Another key feature of the OSF is its project homepages, and their integration with other online storage systems. Though researchers can upload files directly to OSF, those who use Google Drive, Dropbox, or GitHub, for instance, can tie those accounts to an OSF project instead. OSF will pull files from those services automatically, thus providing a home for a project's many pieces, which a user can keep public, private, or share with collaborators. Should a user upload a revised version of a given file, the service retains both copies, thus providing a history of the changes.

Ben Marwick, an archaeologist at the University of Washington in Seattle, says this ability to integrate multiple online systems is one of the "strong attractions" of the OSF. Another, he says, is its integrated preprint server. OSF preprints can be associated with projects, providing an easy way to migrate back and forth between a project's data and the resulting manuscripts. Integration with the Hypothesis annotation service means users can comment on preprints, as well.

Upload, download

OSF includes two other elements: OSF Meetings, for sharing conference materials, and OSF Institutions, which provides a “central hub for research projects on a branded, dedicated OSF page,” as well as institutional log-in.

For Brown, OSF serves mostly as a home for very large data files - those over about 50 MB in size, which are too large for GitHub to handle efficiently. (Or at all - GitHub has a 100 MB file limit.) In order to work efficiently with those files, Brown's lab developed a tool, called osfclient, for uploading and downloading OSF files either from the Unix command line or using the Python programming language - a strategy that codifies research workflows and thus aids computational reproducibility; an R-language analog called osfr is separately under development.

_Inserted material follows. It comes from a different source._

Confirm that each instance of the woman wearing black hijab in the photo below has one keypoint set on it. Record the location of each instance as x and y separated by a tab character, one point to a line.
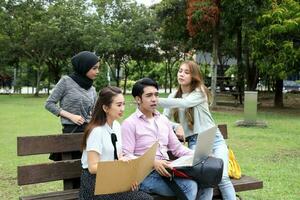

Users can also upload files directly to OSF via its web interface, or indirectly via the Google Drive or Dropbox desktop applications. At present, no OSF file-synchronization desktop application is in the works, Nosek says. But according to Richard Ball, an economist at Haverford College in Haverford, Pennsylvania, it would be welcome: "That would take OSF to the next level of appeal and usefulness," he says.

Also missing, says Marwick, are the social features that make GitHub so popular - for instance, the ability to 'follow' a researcher and stay up to date with their latest activities.

Those concerns aside, what the OSF does do is advance research reproducibility by making it easier for researchers to document their own work, and to understand that of their colleagues. "That's the heart, to me, of what the OSF is," says Weston: "What are all the ways that I can be transparent with other researchers about what I did and why I did it? And what are the ways that I can be transparent with myself about what I did and why I did it?"

Jeffrey M. Perkel is technology editor at Nature.